¿Selectividad única? Sí, gracias

Roberto Blanco Valdés
Roberto L. Blanco Valdés EL OJO PÚBLICO

SELECTIVIDAD

Oscar Vázquez

14 may 2021 . Actualizado a las 12:19 h.

Hace tres días compareció la ministra de Educación en el Senado y, ante una pregunta del PP sobre si pensaba impulsar una prueba estatal de selectividad, respondió, con su habitual tono desabrido, que los populares habían tenido tiempo sobrado para establecerla mientras gobernaron y no lo hicieron, y que, más allá de problemas competenciales, el sistema único de acceso a la universidad constituía «una respuesta simplona a un problema complejo».
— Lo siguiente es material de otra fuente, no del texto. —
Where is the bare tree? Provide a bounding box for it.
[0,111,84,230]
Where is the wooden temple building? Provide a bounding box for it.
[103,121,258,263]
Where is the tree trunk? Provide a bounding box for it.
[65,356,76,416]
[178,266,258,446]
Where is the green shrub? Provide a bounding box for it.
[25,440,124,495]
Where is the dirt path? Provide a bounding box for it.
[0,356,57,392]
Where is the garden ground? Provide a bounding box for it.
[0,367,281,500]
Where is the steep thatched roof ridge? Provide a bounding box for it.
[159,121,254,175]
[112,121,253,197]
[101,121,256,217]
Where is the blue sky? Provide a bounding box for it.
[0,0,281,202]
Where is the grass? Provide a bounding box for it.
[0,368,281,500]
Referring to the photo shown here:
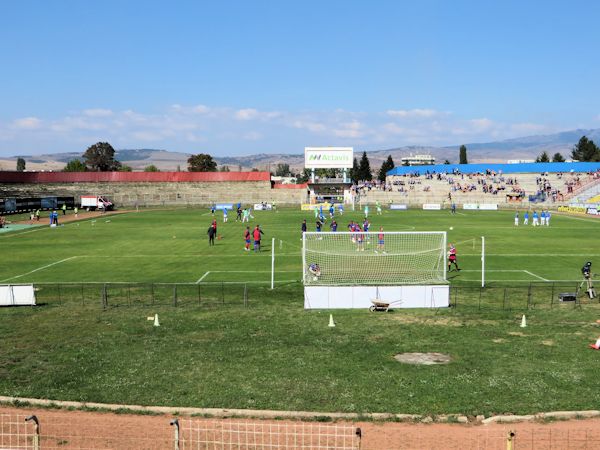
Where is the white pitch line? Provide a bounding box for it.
[210,270,301,273]
[460,269,527,273]
[460,253,600,258]
[0,226,47,238]
[523,270,550,281]
[196,272,210,284]
[0,256,78,283]
[78,255,300,259]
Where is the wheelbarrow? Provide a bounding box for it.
[369,299,402,312]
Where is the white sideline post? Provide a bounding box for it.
[271,238,275,290]
[481,236,485,287]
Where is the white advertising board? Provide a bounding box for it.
[463,203,498,211]
[304,147,354,169]
[0,284,35,306]
[304,285,450,309]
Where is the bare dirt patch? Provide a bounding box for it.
[0,406,600,450]
[508,331,527,336]
[389,314,463,327]
[394,353,452,366]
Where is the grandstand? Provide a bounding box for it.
[370,163,600,207]
[0,172,306,207]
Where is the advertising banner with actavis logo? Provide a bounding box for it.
[304,147,354,169]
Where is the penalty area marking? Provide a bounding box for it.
[0,256,78,283]
[196,272,210,284]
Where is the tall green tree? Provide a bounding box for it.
[377,155,396,181]
[17,158,25,172]
[458,145,469,164]
[358,152,373,181]
[63,159,87,172]
[275,163,290,177]
[83,142,121,172]
[535,151,550,162]
[571,136,600,162]
[188,153,217,172]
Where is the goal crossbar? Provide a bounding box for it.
[302,231,446,286]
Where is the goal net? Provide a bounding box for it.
[302,231,446,286]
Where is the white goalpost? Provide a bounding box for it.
[302,231,449,309]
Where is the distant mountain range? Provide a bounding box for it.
[0,129,600,171]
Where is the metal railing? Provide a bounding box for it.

Sobre lo primero tiene Celaá plena razón. Sobre lo segundo, simplones son quienes -antes el Gobierno del PP y ahora el de coalición- se muestran incapaces de hacer frente a una inercia que ha mantenido durante años una selectividad que constituye sencillamente un disparate.

Para analizar la cuestión de qué sistema de selectividad sería mejor (el actual, por comunidades, o uno para toda España) hay que preguntarse cuál es su objetivo. Y la respuesta es muy sencilla: ordenar por notas a los estudiantes para que puedan elegir titulación cuando el número de plazas ofertadas es inferior al de solicitantes. La selectividad no es una revalida destinada a evaluar a los alumnos al final de la secundaria, como lo demuestra el hecho de que solo deban realizarla quienes quieren acceder a la universidad. Es, para entendernos, como el MIR: una fórmula para distribuir bienes escasos cuando la demanda se ve superada por la oferta.